The President’s policies and tactics are a window into his character and values. He is driven by grievance, political retribution, greed, and self-aggrandizement. These are dangerous motives for a leader who has great power. 

The President is a racist, and racism is a sin. I make that claim as one who has struggled with it. I grew up in the South, and racism made its insidious way into my mind and heart. Because of its distortions, I continually need the love of God for each and all to root it out and experience the freedom and joy which come when “perfect love casts out fear.”

The President uses, as he did this past week on his Truth Social account, and as he has done repeatedly across his very public life, crude tropes to express his racism and to inflame the fears of his base.

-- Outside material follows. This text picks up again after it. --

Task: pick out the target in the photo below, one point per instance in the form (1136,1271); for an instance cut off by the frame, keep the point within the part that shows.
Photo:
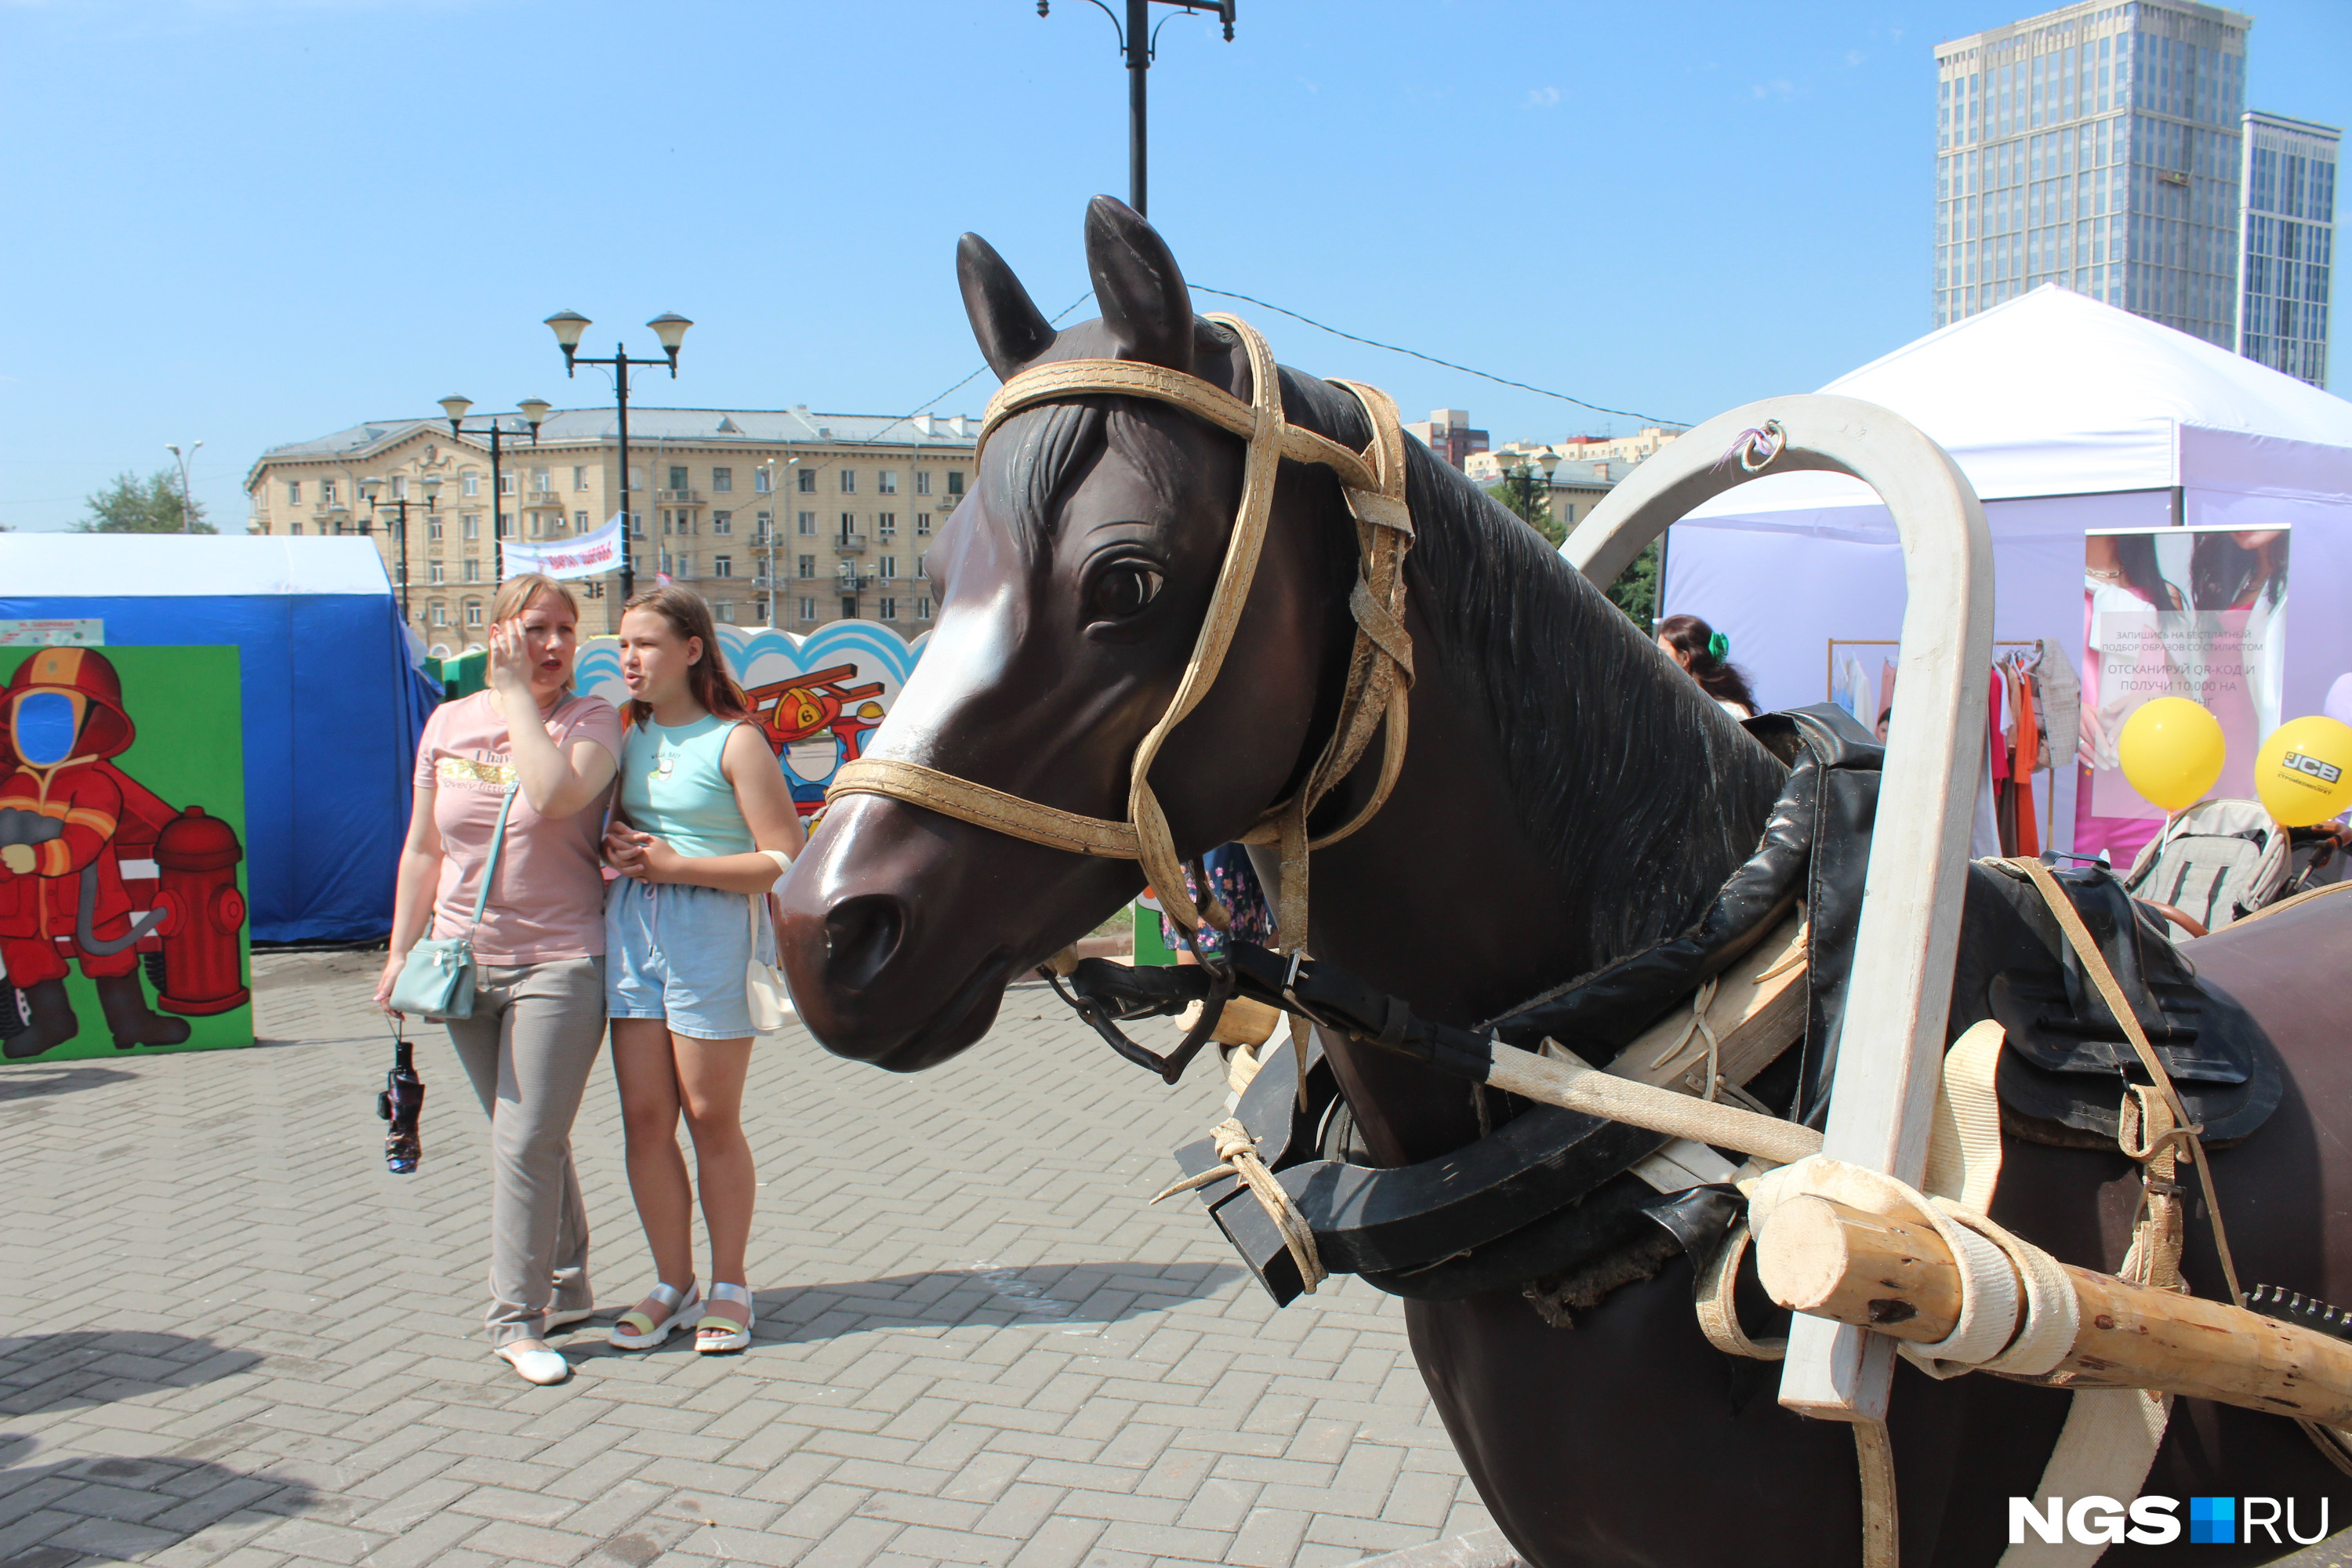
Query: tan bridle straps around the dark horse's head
(1379,669)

When he posted, or allowed someone else to post, a video portraying Barack and Michelle Obama as apes, he showed us, again, who he is.

Racism is a construct—a fiction—created and maintained by people who wanted to subordinate, control, exploit, profit from, and, in some cases, eliminate, human beings created in God’s image.

The President’s policies and tactics contradict the way of Jesus. Jesus’ character and values were shaped by the Hebrew prophets like Micah, who said, “He has told you, O mortal, what is good, and what does the Lord require of you but to do justice and to love kindness and to walk humbly with your God?” (6:9). In his parable on “the judgment of the nations” (Matthew 25:31-46) Jesus said “inasmuch as you’ve done it to the least of one of these kindred of mine, you’ve done it to me.”

Leadership in any arena is a tremendous responsibility. All leaders make mistakes and commit sins. I have. The integrity which leadership requires is not perfection, but it does include humility to learn from errors and repent of sin. Leaders with integrity acknowledge when they are wrong and work to set things as right as they can. Integrity involves a commitment to leadership as a form of service, not domination, and as an exercise in stewardship, not exploitation. 

Followers also have a responsibility to hold their leaders accountable for actions which aren’t good and true. Leaders who can’t or won’t admit when they are wrong can’t be trusted. Followers of such leaders are putting their own hearts—their own character— at risk.